The little princesses and princes are eventually taken away to become pawns in royal power games, and Mette concentrates on her own family. When she is eventually reunited with a teenage Katherine, Mette again enters Katherine’s service. But keeping Katherine safe amid shifting court loyalties isn’t easy. Katherine is offered as a bride to Henry of England, but before she becomes his wife, she is traumatized by the very people who should be protecting her. In the meantime, Mette has her own share of tragedies.

MY TWO CENTS: I very much enjoyed the coverage in this book. While many books about Katherine of Valois skip straight to her marriage, this one explored more of her family background, teen years, and young adulthood before her marriage. It starts with Katherine’s birth and ends with her traveling to England. There are great descriptions of how the people of France were affected by all the political turmoil happening at the time.
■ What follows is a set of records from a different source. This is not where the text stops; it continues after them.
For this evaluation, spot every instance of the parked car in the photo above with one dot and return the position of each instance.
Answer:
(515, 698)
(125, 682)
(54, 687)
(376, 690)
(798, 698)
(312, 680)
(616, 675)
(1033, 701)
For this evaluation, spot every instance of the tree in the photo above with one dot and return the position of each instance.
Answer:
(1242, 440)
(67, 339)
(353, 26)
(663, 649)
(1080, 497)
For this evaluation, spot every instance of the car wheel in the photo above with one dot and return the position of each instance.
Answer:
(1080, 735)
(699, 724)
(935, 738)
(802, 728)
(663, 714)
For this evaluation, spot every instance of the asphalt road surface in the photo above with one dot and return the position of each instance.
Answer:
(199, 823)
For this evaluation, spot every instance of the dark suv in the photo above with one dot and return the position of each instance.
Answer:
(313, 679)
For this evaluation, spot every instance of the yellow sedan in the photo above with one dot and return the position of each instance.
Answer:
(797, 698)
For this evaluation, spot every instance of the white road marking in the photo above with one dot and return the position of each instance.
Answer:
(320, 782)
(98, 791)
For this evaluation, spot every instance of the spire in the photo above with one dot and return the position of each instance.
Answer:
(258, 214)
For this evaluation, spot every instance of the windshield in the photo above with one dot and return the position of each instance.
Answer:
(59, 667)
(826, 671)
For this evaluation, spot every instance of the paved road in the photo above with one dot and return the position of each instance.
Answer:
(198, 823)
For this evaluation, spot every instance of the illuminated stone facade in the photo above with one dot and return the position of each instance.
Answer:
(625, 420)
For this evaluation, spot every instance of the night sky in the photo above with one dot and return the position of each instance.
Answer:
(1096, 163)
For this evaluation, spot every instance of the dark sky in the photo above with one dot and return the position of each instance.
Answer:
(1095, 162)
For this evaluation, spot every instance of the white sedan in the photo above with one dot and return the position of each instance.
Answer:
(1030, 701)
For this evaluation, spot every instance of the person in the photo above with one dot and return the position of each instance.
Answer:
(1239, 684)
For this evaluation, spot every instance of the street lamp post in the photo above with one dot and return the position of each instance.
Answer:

Back to my original question: Does the book succeed as historical fiction? My response is: mostly yes. The book is told first-person from Mette’s point of view, and I feel like the book is most successful when Mette talks about her own family and her experiences with Katherine. I feel that the voice is slightly less successful when Katherine’s speech and actions are described through Mette’s eyes. It’s not that I see Mette as an untrustworthy narrator within the confines of the novel. It’s just that the descriptions of Mette’s experiences seem very natural, while Katherine’s speeches (as told by Mette) seem very forced. I’m not sure why this is; maybe to make sure we readers understand the distance between royal Katherine and common Mette. Maybe other readers won’t feel this discrepancy the way I do. It didn’t detract a lot from my reading experience, but I did feel it.

BOTTOM LINE: An enjoyable (although not fun) read of Katherine of Valois’s early life. I’m looking forward to seeing how an older Katherine relates to Mette as queen of England and then secret wife of Jasper Tudor in the sequel, The Tudor Bride.

TEACUP RATING: Four out of five teacups. I’m glad I have a paperback copy for my keeper shelf.

SPECIAL NOTE: Once I’ve finished Joanna Hickson’s The Tudor Bride, I intend to do a comparison/contrast of these two books with Anne O’Brien’s Forbidden Queen.

ON SALE DATE: The book is now available in the US in paperback, e-book formats, and audio.

Note: Review is based on an ARC provided by the publisher via Edelweiss in exchange for an honest review.